Bonn: German Development Institute / Deutsches Institut für Entwicklungspolitik (DIE)
Dt. Ausg. u.d.T.:
Welche Chancen bieten die neuen internationalen Investitionsabkommen der EU für Entwicklungsländer?
(Analysen und Stellungnahmen 10/2012)
The issue of how foreign direct investment (FDI) can contribute to sustainable development processes is becoming increasingly important for many developing countries. For a long time now the issue from a development policy point of view has no longer been around how to increase the quantity of investment inflows. The quality of FDI and the contribution they make to environment-friendly and inclusive growth processes is just as important. This is accompanied by a desire on the part of many developing countries to more strongly regulate their investment inflows in order to increase their positive effects on development. This shift in focus is not just a consequence of the disillusionment that many developing countries have experienced given the minor economic benefits stemming from the liberalization of their investment regimes in the 1980s and 1990s. It is also a result of the economic success of emerging countries which frequently do not implement these recommendations for liberalization one-on-one. Furthermore the coherence of investment agreements also has to play a greater role in light of new systemic risks such as global finance and climate risks and increased interlinking between different areas of policy.
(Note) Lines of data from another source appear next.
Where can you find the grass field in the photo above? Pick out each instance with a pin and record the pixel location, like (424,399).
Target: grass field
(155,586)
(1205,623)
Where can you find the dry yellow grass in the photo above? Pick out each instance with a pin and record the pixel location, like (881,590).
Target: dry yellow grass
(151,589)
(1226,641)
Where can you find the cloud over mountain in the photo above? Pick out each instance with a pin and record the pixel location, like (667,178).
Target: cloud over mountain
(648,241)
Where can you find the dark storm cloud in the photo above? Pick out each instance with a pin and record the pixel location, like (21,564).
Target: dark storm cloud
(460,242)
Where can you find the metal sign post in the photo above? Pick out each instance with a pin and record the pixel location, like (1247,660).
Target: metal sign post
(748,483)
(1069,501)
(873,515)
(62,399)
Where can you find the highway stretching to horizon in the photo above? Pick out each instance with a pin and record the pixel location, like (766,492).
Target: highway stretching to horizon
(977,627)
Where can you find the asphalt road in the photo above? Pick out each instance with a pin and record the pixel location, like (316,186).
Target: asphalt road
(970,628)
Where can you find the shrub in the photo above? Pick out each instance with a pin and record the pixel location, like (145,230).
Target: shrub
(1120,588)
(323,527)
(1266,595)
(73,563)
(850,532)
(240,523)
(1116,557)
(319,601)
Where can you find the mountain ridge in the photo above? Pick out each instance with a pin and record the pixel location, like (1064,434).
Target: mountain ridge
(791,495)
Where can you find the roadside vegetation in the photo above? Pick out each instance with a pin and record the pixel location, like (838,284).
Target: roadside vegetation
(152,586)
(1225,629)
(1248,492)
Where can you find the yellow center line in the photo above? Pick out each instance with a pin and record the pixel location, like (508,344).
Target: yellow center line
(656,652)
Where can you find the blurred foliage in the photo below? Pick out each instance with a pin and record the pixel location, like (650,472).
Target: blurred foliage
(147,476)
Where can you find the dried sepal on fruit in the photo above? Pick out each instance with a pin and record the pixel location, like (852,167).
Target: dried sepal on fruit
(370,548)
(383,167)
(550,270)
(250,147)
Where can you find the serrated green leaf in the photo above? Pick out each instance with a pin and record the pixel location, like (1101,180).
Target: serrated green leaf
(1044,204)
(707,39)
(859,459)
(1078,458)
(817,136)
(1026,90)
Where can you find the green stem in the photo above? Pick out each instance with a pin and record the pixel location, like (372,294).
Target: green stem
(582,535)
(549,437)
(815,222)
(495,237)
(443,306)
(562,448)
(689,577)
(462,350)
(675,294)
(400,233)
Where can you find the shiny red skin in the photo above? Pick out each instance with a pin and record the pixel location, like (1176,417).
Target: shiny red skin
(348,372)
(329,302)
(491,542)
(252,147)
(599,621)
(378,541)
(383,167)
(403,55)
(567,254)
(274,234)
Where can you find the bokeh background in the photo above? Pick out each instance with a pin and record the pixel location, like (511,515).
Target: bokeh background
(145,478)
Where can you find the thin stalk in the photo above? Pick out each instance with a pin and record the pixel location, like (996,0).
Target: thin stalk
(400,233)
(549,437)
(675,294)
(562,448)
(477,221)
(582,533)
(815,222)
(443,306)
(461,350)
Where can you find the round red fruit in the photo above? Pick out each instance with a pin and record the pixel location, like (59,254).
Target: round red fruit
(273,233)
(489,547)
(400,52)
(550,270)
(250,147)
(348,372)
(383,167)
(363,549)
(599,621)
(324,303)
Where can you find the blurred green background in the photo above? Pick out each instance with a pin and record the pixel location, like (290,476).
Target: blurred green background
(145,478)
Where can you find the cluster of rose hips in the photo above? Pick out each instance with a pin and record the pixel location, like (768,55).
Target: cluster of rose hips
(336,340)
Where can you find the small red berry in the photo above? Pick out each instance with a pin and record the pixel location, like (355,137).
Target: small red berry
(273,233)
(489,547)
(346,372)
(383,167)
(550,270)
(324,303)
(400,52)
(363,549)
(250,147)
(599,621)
Against this backdrop, the role and substance of international investment agreements (IIA) have been subject to intense discussion in recent times. IIAs were traditionally negotiated as tools to protect from western companies’ FDI in politically unstable developing countries.
This one-sided focus for IIAs is no longer appropriate today: the global investment regime is in a period of change which calls the traditional North-South logic behind IIAs into question. It is no longer just North American, European and Japanese companies that invest abroad but also their Chinese, Brazilian and Indian competitors. The need for better consideration of public and private interests in IIAs is also growing in industrialized countries as a result of the increase in reciprocal investment flows.
Against this background the European Union (EU) has implemented a far-reaching institutional reform of its Common Commercial Policy as a result of the Lisbon Treaty: negotiating European IIAs now falls under the overall competency of the EU and no longer just the Member States.
This merging of trade and investment policy making at EU level provides new starting points for future IIAs to be drafted in a more development-friendly manner. Development policy actors should pay greater attention to this policy area in order to increase the potential for FDI to promote sustainable development processes. The formal options for pressing for greater coherence between investment and development policy have increased as a result of Lisbon. In order to use this room to manoeuvre more effectively developing countries need additional support to increase their negotiating capacities.